East Germany Closing Down Spy Service : Western Officials Believe KGB Has Copies of Files to Be Destroyed

From Reuters

East Germany is closing its foreign espionage service, responsible for some of the greatest spying coups of the Cold War, and recalling its agents, the government said today.

Werner Fischer, part of the government commission that is disbanding the old Ministry for State Security, told reporters the espionage section would be cut from 4,000 to 250 officials by June.

"Those 250 will be responsible for the orderly withdrawal of our agents. This is a great problem because only a small number of them are GDR (East German) citizens," Fischer said.

Fischer said the Hauptverwaltung Aufklaerung (HVA) intelligence service is shifting from the sprawling former security headquarters in East Berlin to a smaller building.
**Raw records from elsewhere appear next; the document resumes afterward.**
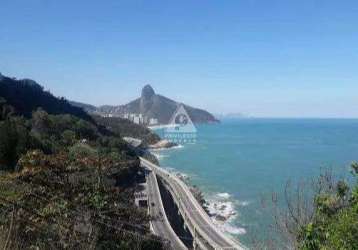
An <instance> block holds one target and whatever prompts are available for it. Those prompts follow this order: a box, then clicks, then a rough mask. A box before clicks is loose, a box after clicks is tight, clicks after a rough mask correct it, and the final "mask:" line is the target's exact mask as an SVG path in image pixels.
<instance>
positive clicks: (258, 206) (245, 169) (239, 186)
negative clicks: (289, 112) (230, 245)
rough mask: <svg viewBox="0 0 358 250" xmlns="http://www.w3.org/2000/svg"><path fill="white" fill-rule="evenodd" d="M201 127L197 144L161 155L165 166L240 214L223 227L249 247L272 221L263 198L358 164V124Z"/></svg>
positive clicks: (267, 122)
mask: <svg viewBox="0 0 358 250" xmlns="http://www.w3.org/2000/svg"><path fill="white" fill-rule="evenodd" d="M197 129H198V138H197V142H196V143H195V144H187V145H184V146H183V147H181V148H176V149H170V150H163V151H158V152H155V153H156V154H157V155H158V156H159V157H160V163H161V165H162V166H163V167H167V168H171V169H174V170H175V171H178V172H180V173H183V174H186V175H188V176H189V178H190V179H189V181H190V182H191V183H192V184H195V185H197V186H198V187H200V188H201V190H202V191H203V192H204V193H205V196H206V198H207V199H208V200H209V201H210V202H211V203H216V204H217V205H218V206H223V205H224V207H222V208H224V209H222V210H225V211H226V210H227V211H226V212H228V213H230V212H235V215H232V216H231V217H230V218H229V220H228V221H227V222H226V223H225V224H223V229H224V230H227V232H229V233H231V234H233V235H234V236H235V237H238V238H239V239H240V240H241V241H242V242H244V243H246V244H248V245H249V244H250V243H249V242H250V240H251V238H252V237H253V236H258V235H259V237H265V234H266V230H263V229H264V228H265V227H266V226H267V225H268V224H269V222H270V219H269V217H268V216H267V214H266V212H265V210H264V209H263V208H262V204H261V198H262V196H264V197H265V196H266V197H267V196H270V194H271V193H272V192H273V191H277V192H281V191H282V190H283V188H284V186H285V183H286V182H287V181H288V180H301V179H309V178H312V177H313V176H317V175H318V174H319V173H320V172H321V171H322V168H333V169H334V170H335V171H336V172H337V173H339V174H340V175H342V176H346V175H347V176H348V175H349V171H348V169H349V165H350V163H351V162H352V161H354V160H358V120H348V119H345V120H338V119H337V120H334V119H288V120H287V119H240V120H224V121H222V123H221V124H215V125H200V126H198V127H197ZM212 209H213V210H215V208H213V207H212ZM216 209H217V207H216ZM229 210H232V211H229Z"/></svg>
It is being dismantled as a last stage in the break-up of the entire Stasi state security apparatus.

"We have already started with the destruction of electronic computer banks," he said.

Western intelligence officials believe the HVA records would almost certainly have been copied before destruction for use by the Soviet KGB intelligence agency in Moscow.

West German security sources have said that files and technical equipment were being turned over to the Soviet Union and that specialists in electronic intelligence would now work at Soviet military bases in East Germany.

The sources believed the KGB would take over East German intelligence staff because East Germany was in charge of the Soviet-led Warsaw Pact's spying on West Germany.

An end to East German spying would create a sensitive gap in Soviet intelligence.

East German intelligence, led for decades by Soviet-trained Markus Wolf, was arguably the most successful East Bloc espionage service in the Cold War. It infiltrated dozens of agents into top positions in West German political parties, industry and armed forces.

The HVA achieved its most spectacular success by infiltrating an agent into the inner office of then West German Chancellor Willy Brandt in the late 1960s. In the 1950s, Guenter Guillaume was sent into West Germany where he worked his way through the Social Democratic Party to become Brandt's personal aide. He then fed invaluable secrets to East Berlin until the early 1970s.

Other prominent agents have served the HVA inside NATO, the defense industry and West German intelligence.